Father John B. Callan, MM

Born: November 24, 1903
Ordained: February 1, 1931
Died: February 16, 1949

Father John Callan was born in South Boston on November 24, 1903, the second oldest in a family of six children. The early death of his father marked out John’s boyhood as years of wage-earning and necessitated his attending a public school. His sister, however, was able to go to a parochial school and it was she who brought into the Callan home one day a copy of the Field Afar. Fascinated by the stories of the missioners, John, still in grammar school, wrote to Father James A. Walsh asking permission to become a solicitor for the Field Afar subscriptions.

When he was sixteen John entered the Venard. His sister followed him to Maryknoll and became Sister Mary George. Some years later John’s older brother died and it became necessary for him to return home to help support the family. After a year he was able to resume his studies and on February 1, 1931 Father Callan was ordained at Maryknoll by Bishop Dunn.

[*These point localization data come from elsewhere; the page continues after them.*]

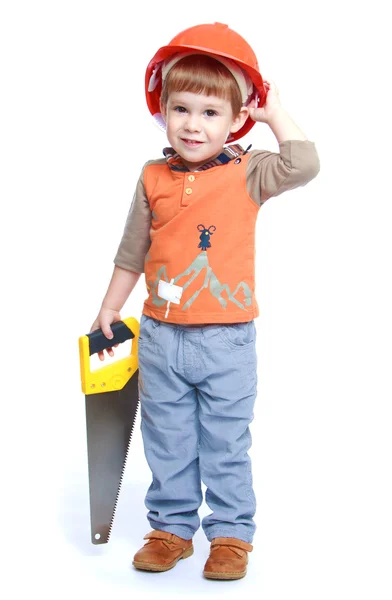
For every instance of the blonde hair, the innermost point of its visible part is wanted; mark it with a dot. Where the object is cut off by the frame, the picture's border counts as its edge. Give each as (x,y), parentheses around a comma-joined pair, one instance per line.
(202,75)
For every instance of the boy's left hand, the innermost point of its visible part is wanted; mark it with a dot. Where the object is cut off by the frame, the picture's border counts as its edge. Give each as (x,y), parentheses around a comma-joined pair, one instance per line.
(272,103)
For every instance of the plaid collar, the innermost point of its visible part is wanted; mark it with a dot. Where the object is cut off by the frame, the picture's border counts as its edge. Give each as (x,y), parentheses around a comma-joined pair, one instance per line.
(175,163)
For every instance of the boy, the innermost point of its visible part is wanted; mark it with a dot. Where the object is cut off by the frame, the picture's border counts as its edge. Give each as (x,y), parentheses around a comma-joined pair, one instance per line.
(191,230)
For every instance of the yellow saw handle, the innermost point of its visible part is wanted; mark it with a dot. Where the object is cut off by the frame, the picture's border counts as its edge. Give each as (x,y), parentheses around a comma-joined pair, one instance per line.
(114,376)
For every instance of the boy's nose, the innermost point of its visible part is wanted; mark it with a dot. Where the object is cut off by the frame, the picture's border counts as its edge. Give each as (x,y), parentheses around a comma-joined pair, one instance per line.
(192,123)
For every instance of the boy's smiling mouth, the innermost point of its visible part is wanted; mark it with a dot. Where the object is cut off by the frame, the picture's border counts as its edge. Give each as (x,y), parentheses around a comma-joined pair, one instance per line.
(191,143)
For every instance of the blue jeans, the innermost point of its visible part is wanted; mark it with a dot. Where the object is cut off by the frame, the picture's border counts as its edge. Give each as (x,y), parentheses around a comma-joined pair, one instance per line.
(197,389)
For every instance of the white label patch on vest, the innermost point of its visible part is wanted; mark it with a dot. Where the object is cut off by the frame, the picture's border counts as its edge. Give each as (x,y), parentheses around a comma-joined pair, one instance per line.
(169,292)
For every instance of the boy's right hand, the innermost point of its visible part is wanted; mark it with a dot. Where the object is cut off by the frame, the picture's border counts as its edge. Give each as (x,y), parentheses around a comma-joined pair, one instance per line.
(105,318)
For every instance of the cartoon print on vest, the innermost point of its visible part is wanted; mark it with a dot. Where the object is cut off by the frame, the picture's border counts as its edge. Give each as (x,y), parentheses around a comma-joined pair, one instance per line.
(205,236)
(200,265)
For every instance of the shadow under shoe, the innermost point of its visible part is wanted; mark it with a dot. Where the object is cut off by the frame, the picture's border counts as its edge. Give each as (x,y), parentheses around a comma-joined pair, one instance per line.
(162,551)
(228,559)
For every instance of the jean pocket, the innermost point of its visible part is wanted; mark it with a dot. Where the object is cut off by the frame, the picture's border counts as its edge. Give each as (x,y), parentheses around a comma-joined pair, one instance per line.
(148,329)
(238,335)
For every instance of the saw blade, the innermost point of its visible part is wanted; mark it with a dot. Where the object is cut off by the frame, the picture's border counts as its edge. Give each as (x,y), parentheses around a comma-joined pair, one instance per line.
(110,419)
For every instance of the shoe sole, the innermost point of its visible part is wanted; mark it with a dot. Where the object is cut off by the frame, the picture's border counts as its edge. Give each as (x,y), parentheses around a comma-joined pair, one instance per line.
(215,575)
(159,568)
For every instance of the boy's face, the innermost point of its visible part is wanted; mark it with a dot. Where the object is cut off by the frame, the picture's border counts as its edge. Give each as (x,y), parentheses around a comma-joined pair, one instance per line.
(197,126)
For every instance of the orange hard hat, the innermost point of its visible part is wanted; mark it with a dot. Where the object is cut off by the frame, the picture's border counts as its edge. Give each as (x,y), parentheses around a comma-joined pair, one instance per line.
(212,39)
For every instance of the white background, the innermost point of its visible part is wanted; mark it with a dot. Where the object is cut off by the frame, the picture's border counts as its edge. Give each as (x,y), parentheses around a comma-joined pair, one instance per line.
(75,132)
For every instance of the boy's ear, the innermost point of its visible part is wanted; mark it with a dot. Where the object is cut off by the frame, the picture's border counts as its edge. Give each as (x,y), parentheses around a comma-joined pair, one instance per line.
(239,120)
(163,110)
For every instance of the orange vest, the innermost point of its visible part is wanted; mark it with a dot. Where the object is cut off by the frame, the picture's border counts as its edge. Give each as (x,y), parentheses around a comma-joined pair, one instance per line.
(203,241)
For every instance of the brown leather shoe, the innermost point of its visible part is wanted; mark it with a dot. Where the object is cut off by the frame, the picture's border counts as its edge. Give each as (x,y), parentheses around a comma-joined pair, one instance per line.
(228,559)
(162,551)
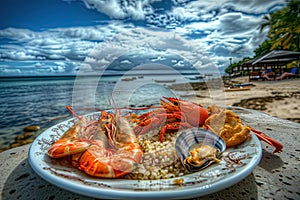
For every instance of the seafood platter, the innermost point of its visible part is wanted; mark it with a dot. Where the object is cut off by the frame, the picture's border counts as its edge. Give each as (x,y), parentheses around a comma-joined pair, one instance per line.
(178,148)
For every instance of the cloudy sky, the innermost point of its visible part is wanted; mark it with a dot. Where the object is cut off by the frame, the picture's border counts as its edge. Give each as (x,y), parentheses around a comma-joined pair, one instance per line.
(56,37)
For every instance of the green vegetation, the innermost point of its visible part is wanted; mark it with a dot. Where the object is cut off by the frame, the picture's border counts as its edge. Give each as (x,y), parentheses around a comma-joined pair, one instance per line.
(284,31)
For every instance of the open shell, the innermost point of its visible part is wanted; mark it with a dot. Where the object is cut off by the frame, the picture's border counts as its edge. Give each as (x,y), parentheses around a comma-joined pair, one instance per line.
(197,138)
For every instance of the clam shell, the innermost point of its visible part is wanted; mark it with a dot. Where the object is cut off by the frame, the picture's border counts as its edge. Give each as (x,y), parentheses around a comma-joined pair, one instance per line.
(194,138)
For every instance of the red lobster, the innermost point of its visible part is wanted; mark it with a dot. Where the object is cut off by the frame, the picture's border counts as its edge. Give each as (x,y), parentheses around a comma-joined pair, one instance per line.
(175,114)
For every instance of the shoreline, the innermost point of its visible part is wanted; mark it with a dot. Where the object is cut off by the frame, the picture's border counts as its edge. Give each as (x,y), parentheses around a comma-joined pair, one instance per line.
(276,98)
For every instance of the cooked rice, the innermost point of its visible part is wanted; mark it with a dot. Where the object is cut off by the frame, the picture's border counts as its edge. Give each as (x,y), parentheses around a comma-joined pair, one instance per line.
(159,160)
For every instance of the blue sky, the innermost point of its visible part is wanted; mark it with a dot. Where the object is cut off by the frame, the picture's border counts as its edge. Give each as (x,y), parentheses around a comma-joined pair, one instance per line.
(51,37)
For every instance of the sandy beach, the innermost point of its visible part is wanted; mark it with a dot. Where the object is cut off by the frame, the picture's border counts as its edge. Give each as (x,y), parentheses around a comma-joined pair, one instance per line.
(276,98)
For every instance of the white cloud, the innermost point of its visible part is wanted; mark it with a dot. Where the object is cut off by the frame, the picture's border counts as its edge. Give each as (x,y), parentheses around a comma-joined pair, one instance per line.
(117,9)
(222,29)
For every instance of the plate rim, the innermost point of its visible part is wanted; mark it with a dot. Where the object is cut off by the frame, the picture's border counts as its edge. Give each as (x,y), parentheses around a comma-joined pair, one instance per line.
(113,193)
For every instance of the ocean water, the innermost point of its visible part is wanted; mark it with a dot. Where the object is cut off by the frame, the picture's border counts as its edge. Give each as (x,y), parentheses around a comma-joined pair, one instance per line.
(43,101)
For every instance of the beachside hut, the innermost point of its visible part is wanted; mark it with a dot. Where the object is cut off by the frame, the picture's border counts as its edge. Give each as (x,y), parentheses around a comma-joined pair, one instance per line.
(276,60)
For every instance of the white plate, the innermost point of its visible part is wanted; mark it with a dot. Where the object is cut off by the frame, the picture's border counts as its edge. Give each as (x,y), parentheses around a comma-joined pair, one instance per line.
(236,164)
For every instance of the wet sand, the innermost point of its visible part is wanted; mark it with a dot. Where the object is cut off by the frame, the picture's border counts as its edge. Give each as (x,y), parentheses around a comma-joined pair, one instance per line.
(276,98)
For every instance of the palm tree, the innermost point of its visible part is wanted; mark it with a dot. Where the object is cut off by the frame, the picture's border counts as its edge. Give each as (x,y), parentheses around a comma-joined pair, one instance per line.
(284,27)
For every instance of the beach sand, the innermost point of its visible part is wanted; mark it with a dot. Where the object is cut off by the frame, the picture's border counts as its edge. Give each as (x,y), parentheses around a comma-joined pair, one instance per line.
(276,98)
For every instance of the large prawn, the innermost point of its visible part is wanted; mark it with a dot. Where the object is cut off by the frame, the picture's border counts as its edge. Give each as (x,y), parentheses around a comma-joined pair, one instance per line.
(106,148)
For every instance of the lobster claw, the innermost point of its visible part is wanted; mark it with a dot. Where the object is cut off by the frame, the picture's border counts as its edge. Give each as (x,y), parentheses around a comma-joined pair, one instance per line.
(262,136)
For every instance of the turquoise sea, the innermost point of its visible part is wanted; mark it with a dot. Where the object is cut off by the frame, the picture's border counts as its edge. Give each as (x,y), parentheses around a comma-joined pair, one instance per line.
(42,101)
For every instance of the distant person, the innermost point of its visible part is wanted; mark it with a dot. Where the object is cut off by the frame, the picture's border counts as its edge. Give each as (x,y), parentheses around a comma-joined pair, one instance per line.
(267,74)
(292,73)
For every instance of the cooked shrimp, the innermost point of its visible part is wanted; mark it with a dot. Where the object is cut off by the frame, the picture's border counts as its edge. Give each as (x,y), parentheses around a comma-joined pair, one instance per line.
(107,149)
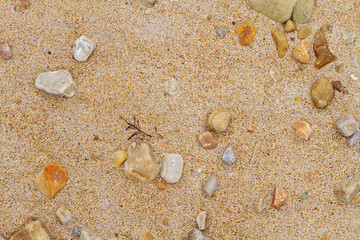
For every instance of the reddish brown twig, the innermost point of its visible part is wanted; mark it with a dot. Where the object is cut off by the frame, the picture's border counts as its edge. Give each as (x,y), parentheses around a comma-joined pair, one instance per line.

He was assigned in the summer of that year to Kaying, China. After two years in language school and acting as assistant to Fr. William O’Brien, he was named pastor of the problem-filled Hing Ning Mission where 100 of the 300 Catholics were under excommunication for selling their daughters to pagans. At considerable personal expense Father Callan succeeded in ransoming many of these girls and was able to bring his flock back to the Church, besides making many new converts.

War came to Hing Ning in 1938 and for three years the village was the daily target of Japanese bombers. In 1941, when Father Callan was advised he was due for his decennial leave, he wrote to his superiors: “…My people are in need. There is no one to replace me immediately. May I remain?” His request was granted but in the Fall of that year he fell seriously ill and had to be brought to Hong Kong for hospitalization. He regained his health only in time to be taken prisoner by the Japanese in their occupation of the Stanley house in December of 1941. He was one of the group of missioners who were tied hand and foot and left for two days in a garage without food or water.

Released from prison camp and repatriated in 1942, Father enlisted as a chaplain in the Navy. Malaria, however, at the end of a year’s service in the South Pacific, forced him to resign his commission. Returning to Maryknoll, N.Y. he devoted the last years of his life to the work of vocational correspondence.

Father Callan had been ill about a week when, shortly before noon on February 16, 1949, died. Funeral and burial took place at Maryknoll on the 18th.